Background & Motivation
Sri Lanka is a multi-lingual nation where language is key in communication, governance, education and delivery of services to the people. Sinhala and Tamil are considered official languages however its main users belong to different ethnic groups. Monolingual speech represents a high percentage of the population, and this tendency frequently results in the breakdown of communication (both in the formal and informal contexts).
This is because the recent developments in speech technology have come up with real-time translation aids, which translate spoken language in real time. It should be noted, though, that most of the available solutions are created on the basis of high-resource languages (e.g., English, Spanish, or Chinese), thus can partially support Sinhala and Tamil.

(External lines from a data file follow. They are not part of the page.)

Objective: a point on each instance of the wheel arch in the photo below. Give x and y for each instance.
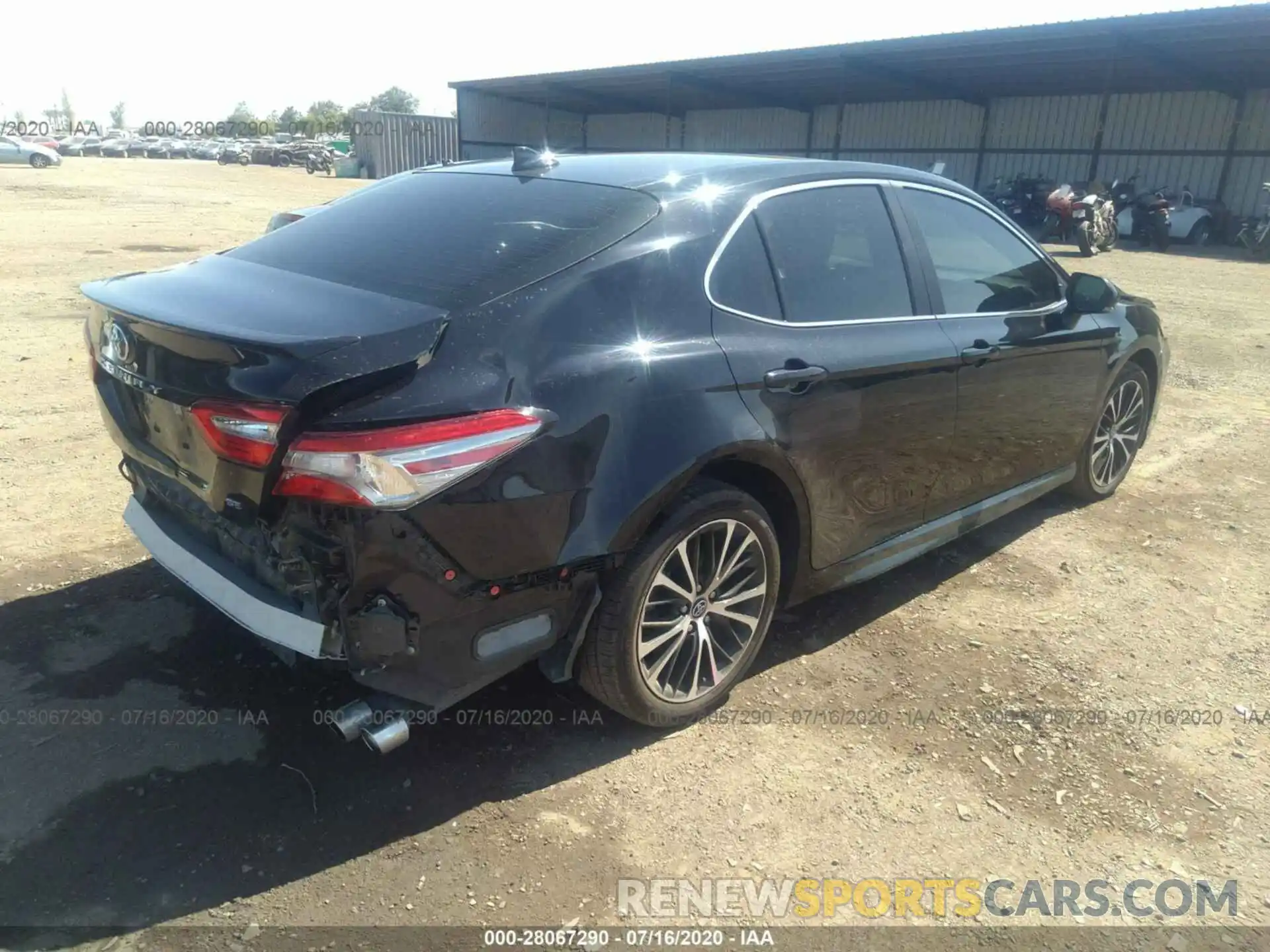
(1150, 365)
(760, 473)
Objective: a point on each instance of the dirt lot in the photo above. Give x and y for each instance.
(244, 811)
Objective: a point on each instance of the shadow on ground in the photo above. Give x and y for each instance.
(153, 842)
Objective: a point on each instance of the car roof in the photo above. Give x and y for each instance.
(666, 173)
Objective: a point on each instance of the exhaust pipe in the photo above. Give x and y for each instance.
(351, 719)
(382, 738)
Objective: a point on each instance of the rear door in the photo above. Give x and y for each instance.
(837, 356)
(1032, 368)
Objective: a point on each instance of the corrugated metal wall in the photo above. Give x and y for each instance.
(392, 143)
(1169, 139)
(746, 131)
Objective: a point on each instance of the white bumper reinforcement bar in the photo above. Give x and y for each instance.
(222, 583)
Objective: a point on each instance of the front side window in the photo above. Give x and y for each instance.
(981, 266)
(835, 254)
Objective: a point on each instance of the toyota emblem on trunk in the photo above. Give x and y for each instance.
(118, 344)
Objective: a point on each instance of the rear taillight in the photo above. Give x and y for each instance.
(399, 466)
(240, 432)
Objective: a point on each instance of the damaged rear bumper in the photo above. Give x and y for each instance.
(225, 586)
(405, 622)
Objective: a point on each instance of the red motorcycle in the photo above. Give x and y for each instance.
(1058, 214)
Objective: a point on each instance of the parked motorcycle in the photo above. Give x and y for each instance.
(1023, 200)
(1151, 219)
(1094, 221)
(1255, 234)
(320, 160)
(1058, 214)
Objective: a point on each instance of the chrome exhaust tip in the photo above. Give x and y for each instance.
(386, 736)
(351, 719)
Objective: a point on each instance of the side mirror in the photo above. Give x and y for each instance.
(1089, 294)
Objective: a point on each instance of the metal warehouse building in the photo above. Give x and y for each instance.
(1181, 97)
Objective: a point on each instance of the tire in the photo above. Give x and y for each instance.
(1085, 239)
(1093, 481)
(708, 517)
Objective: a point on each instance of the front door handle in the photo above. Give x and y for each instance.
(794, 380)
(980, 352)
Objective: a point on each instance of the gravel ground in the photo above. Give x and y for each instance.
(1017, 687)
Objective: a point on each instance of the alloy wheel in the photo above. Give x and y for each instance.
(1118, 434)
(701, 611)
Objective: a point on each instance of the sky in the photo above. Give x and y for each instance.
(190, 63)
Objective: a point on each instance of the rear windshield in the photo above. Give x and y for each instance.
(454, 240)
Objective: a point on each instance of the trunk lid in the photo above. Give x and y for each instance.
(232, 331)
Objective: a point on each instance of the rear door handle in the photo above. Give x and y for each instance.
(794, 380)
(980, 352)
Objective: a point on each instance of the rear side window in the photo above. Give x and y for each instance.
(836, 254)
(454, 240)
(742, 277)
(981, 266)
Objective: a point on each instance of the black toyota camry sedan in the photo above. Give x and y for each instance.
(603, 413)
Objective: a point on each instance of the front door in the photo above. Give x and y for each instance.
(836, 354)
(1032, 367)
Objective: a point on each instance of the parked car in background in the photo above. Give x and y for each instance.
(235, 154)
(80, 145)
(15, 150)
(168, 149)
(46, 141)
(1188, 220)
(603, 413)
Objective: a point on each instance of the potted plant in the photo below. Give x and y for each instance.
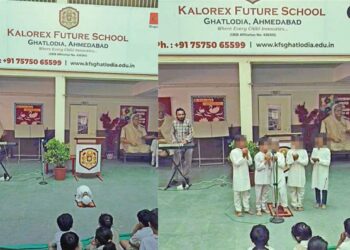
(57, 153)
(253, 150)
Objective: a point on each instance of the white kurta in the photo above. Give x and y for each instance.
(241, 181)
(296, 175)
(262, 170)
(320, 171)
(281, 163)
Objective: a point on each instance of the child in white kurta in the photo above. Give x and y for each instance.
(263, 166)
(297, 160)
(241, 160)
(321, 160)
(277, 176)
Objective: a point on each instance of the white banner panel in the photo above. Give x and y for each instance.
(80, 38)
(88, 158)
(254, 27)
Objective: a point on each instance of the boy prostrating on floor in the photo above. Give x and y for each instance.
(241, 160)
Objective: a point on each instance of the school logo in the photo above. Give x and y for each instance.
(69, 17)
(88, 158)
(253, 1)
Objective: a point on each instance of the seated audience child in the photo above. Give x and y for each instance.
(106, 220)
(70, 241)
(301, 233)
(65, 224)
(151, 242)
(260, 235)
(344, 241)
(140, 231)
(103, 239)
(317, 243)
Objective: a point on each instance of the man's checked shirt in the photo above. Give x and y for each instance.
(182, 131)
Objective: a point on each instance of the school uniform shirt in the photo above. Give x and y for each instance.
(296, 175)
(241, 181)
(57, 238)
(345, 245)
(141, 234)
(320, 170)
(262, 170)
(302, 245)
(149, 243)
(280, 164)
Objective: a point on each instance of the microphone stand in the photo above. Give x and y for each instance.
(276, 218)
(43, 181)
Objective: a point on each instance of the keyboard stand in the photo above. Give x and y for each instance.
(177, 169)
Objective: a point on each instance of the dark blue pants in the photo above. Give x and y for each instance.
(318, 196)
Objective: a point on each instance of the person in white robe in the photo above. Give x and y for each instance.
(297, 160)
(263, 167)
(320, 160)
(337, 128)
(278, 178)
(344, 239)
(133, 137)
(241, 160)
(302, 233)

These shortcomings render existing tools to be less efficient and less applicable in Sri Lanka.
Research Challenges
Major limitation of the research in Sinhala and Tamil speech translation system constructs is creating of large dataset of high-quality annotations. The fact that they are low-resource languages means that they do not have adequate digital infrastructure to develop stable AI models of Automatic Speech Recognition (ASR), Machine Translation (MT), and Text-to-Speech (TTS). The consequences of this are tools that are not as precise and in many cases do not reflect the depth and breadth of these languages.
The other drawback is the unacceptable performance in noise. Background noise causes a huge drop in the accuracy of speech recognition in most of the real life backgrounds including those where people work like in hospitals or markets or even when using public transport. The large diversity of dialects and accents all over the country is also a problem that many tools have a hard time coping with.
These constraints indicate that speech translation systems, which work robustly in noisy conditions, have to be specifically designed to accommodate Sinhala and Tamil. In this project, these issues are resolved through the attention to real-life practice so that multilingual communication can be enhanced in Sri Lanka.